The recent shipment of heat source plutonium-238 from the U.S. Department of Energy’s (DOE’s) Oak Ridge National Laboratory to its Los Alamos National Laboratory is a critical step toward fueling planned NASA missions with radioisotope power systems.
This shipment of 0.5 kilograms (a little over 1 pound) of new heat source plutonium oxide is the largest since the domestic restart of plutonium-238 production over a decade ago. It marks a significant milestone toward achieving the constant rate production average target of 1.5 kilograms per year by 2026.
Radioisotope power systems, or RPS, enable exploration of some of the deepest, darkest, and most distant destinations in the solar system and beyond. RPS use the natural decay of the radioisotope plutonium-238 to provide heat to a spacecraft in the form of a Light Weight Radioisotope Heater Unit (LWRHU), or heat and electricity in the form of a system such as the Multi-Mission Radioisotope Thermoelectric Generator (MMRTG).

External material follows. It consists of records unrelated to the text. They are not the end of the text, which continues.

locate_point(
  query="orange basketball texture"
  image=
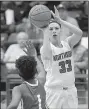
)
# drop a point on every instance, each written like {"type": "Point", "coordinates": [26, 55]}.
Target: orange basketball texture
{"type": "Point", "coordinates": [40, 15]}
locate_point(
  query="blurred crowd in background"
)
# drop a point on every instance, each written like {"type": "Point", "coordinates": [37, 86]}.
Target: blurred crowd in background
{"type": "Point", "coordinates": [16, 27]}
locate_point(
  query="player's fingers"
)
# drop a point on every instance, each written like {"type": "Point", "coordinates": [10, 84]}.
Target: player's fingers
{"type": "Point", "coordinates": [56, 11]}
{"type": "Point", "coordinates": [52, 13]}
{"type": "Point", "coordinates": [25, 51]}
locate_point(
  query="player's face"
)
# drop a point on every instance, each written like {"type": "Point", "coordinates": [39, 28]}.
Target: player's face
{"type": "Point", "coordinates": [54, 29]}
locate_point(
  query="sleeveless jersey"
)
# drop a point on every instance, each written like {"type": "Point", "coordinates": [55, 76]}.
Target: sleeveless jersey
{"type": "Point", "coordinates": [33, 96]}
{"type": "Point", "coordinates": [60, 69]}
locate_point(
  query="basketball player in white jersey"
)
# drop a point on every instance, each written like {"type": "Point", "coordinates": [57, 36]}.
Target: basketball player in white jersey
{"type": "Point", "coordinates": [58, 62]}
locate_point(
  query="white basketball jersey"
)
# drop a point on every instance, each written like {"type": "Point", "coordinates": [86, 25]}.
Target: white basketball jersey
{"type": "Point", "coordinates": [60, 70]}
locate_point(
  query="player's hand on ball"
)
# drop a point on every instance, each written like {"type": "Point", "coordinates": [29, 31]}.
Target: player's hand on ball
{"type": "Point", "coordinates": [29, 48]}
{"type": "Point", "coordinates": [56, 14]}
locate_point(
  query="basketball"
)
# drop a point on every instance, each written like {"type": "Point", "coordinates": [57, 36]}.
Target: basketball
{"type": "Point", "coordinates": [40, 15]}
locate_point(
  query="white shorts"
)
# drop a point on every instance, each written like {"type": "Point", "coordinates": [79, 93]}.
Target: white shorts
{"type": "Point", "coordinates": [62, 99]}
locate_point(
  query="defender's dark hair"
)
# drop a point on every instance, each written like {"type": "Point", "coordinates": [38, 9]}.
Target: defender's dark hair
{"type": "Point", "coordinates": [27, 67]}
{"type": "Point", "coordinates": [54, 21]}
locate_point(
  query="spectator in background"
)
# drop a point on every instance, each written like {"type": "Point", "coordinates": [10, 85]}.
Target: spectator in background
{"type": "Point", "coordinates": [15, 51]}
{"type": "Point", "coordinates": [81, 65]}
{"type": "Point", "coordinates": [65, 32]}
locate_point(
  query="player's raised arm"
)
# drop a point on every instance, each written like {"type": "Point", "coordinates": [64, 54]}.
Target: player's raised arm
{"type": "Point", "coordinates": [46, 49]}
{"type": "Point", "coordinates": [77, 32]}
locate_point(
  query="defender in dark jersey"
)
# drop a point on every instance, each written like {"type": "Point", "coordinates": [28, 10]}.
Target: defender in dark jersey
{"type": "Point", "coordinates": [31, 92]}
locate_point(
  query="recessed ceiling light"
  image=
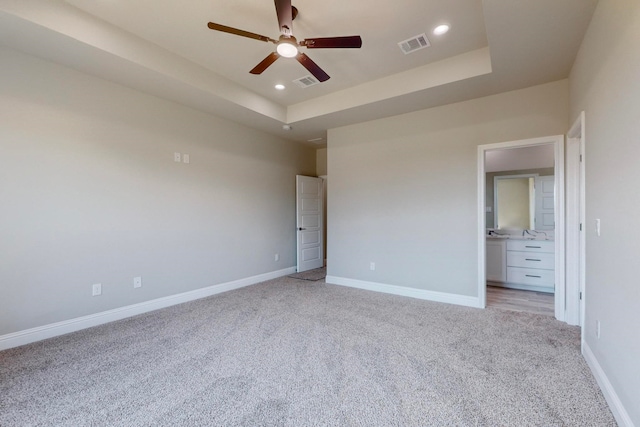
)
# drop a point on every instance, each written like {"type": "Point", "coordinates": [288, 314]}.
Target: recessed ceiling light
{"type": "Point", "coordinates": [287, 49]}
{"type": "Point", "coordinates": [441, 29]}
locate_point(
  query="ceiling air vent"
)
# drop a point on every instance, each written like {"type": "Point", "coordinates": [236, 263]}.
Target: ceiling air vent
{"type": "Point", "coordinates": [414, 43]}
{"type": "Point", "coordinates": [306, 81]}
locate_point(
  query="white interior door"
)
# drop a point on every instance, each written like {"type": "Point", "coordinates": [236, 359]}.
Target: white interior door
{"type": "Point", "coordinates": [545, 203]}
{"type": "Point", "coordinates": [309, 222]}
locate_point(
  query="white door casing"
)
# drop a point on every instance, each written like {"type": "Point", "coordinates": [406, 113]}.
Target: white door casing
{"type": "Point", "coordinates": [575, 223]}
{"type": "Point", "coordinates": [309, 218]}
{"type": "Point", "coordinates": [559, 219]}
{"type": "Point", "coordinates": [544, 213]}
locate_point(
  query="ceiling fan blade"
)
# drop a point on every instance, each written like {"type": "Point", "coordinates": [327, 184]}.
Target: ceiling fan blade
{"type": "Point", "coordinates": [266, 62]}
{"type": "Point", "coordinates": [237, 32]}
{"type": "Point", "coordinates": [285, 16]}
{"type": "Point", "coordinates": [313, 68]}
{"type": "Point", "coordinates": [354, 42]}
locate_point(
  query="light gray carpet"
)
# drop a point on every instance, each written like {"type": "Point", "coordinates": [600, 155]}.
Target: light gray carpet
{"type": "Point", "coordinates": [313, 275]}
{"type": "Point", "coordinates": [295, 353]}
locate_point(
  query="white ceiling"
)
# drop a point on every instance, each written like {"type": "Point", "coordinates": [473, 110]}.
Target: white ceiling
{"type": "Point", "coordinates": [165, 48]}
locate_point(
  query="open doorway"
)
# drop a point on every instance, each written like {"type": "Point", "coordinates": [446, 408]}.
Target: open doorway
{"type": "Point", "coordinates": [521, 238]}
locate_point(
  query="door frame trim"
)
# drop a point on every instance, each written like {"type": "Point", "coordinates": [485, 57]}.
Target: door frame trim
{"type": "Point", "coordinates": [559, 216]}
{"type": "Point", "coordinates": [576, 240]}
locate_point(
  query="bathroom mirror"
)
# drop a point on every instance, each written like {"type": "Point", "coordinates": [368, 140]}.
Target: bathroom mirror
{"type": "Point", "coordinates": [524, 201]}
{"type": "Point", "coordinates": [514, 202]}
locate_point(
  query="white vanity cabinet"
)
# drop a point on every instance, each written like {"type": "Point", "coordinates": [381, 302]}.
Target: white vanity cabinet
{"type": "Point", "coordinates": [531, 265]}
{"type": "Point", "coordinates": [496, 260]}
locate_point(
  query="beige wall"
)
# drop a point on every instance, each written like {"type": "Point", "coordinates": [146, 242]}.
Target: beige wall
{"type": "Point", "coordinates": [403, 190]}
{"type": "Point", "coordinates": [605, 83]}
{"type": "Point", "coordinates": [321, 161]}
{"type": "Point", "coordinates": [90, 194]}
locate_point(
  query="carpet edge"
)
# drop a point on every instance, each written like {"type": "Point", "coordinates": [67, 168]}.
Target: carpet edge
{"type": "Point", "coordinates": [404, 291]}
{"type": "Point", "coordinates": [28, 336]}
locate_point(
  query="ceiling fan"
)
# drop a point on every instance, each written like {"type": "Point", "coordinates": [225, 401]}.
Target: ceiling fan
{"type": "Point", "coordinates": [287, 45]}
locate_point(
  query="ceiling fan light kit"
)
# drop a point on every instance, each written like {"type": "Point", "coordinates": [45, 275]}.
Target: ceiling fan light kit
{"type": "Point", "coordinates": [287, 45]}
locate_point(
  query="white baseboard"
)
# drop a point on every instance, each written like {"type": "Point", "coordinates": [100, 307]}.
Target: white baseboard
{"type": "Point", "coordinates": [28, 336]}
{"type": "Point", "coordinates": [617, 408]}
{"type": "Point", "coordinates": [405, 292]}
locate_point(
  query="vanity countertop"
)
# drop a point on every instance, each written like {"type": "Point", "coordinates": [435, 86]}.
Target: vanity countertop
{"type": "Point", "coordinates": [516, 237]}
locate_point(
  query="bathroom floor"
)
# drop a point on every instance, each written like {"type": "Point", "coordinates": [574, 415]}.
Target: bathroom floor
{"type": "Point", "coordinates": [517, 300]}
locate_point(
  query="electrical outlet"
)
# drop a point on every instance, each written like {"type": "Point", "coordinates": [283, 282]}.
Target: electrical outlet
{"type": "Point", "coordinates": [96, 289]}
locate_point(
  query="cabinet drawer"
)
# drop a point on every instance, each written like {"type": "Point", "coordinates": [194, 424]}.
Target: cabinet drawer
{"type": "Point", "coordinates": [542, 260]}
{"type": "Point", "coordinates": [529, 276]}
{"type": "Point", "coordinates": [531, 245]}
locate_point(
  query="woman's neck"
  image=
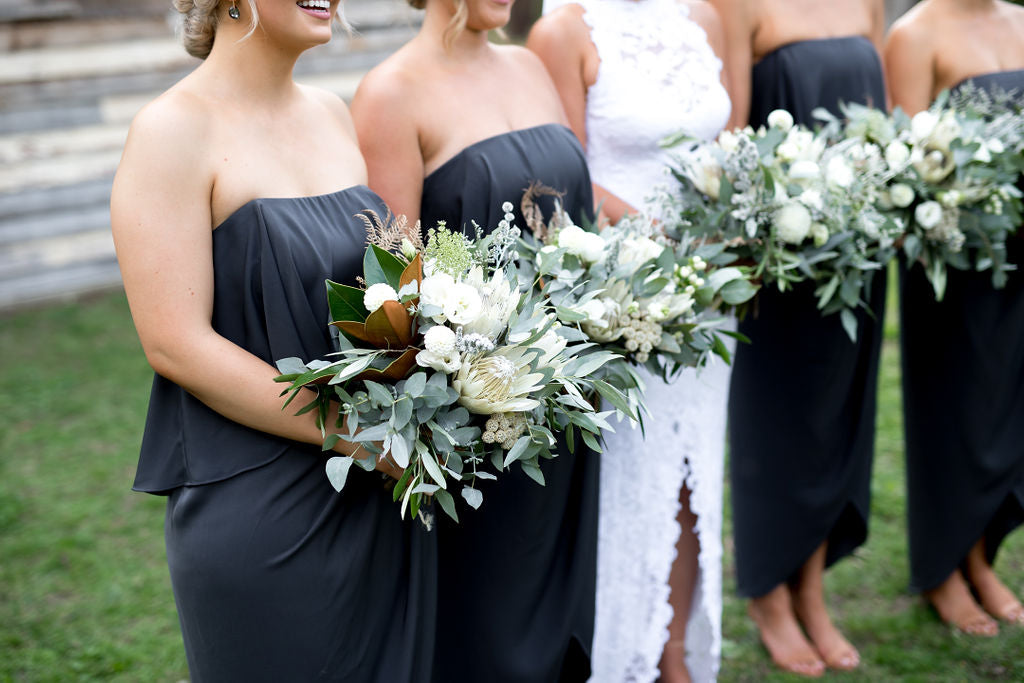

The DOE has produced the heat source plutonium oxide required to fuel the RPS for missions such as NASA’s Mars 2020. The first spacecraft to benefit from this restart, the Perseverance rover, carries some of the new plutonium produced by DOE. An MMRTG continuously provides the car-sized rover with heat and about 110 watts of electricity, enabling the exploration of the Martian surface and the gathering of soil samples for possible retrieval.
“NASA’s Radioisotope Power Systems Program works in partnership with the Department of Energy to enable missions to operate in some of the most extreme environments in our solar system and interstellar space,” said Carl Sandifer, RPS program manager at NASA’s Glenn Research Center in Cleveland.
For over sixty years, the United States has employed radioisotope-based electrical power systems and heater units in space. Three dozen missions have explored space for decades using the reliable electricity and heat provided by RPS.
NASA and DOE are continuing their long-standing partnership to ensure the nation can enable future missions requiring radioisotopes for decades to come.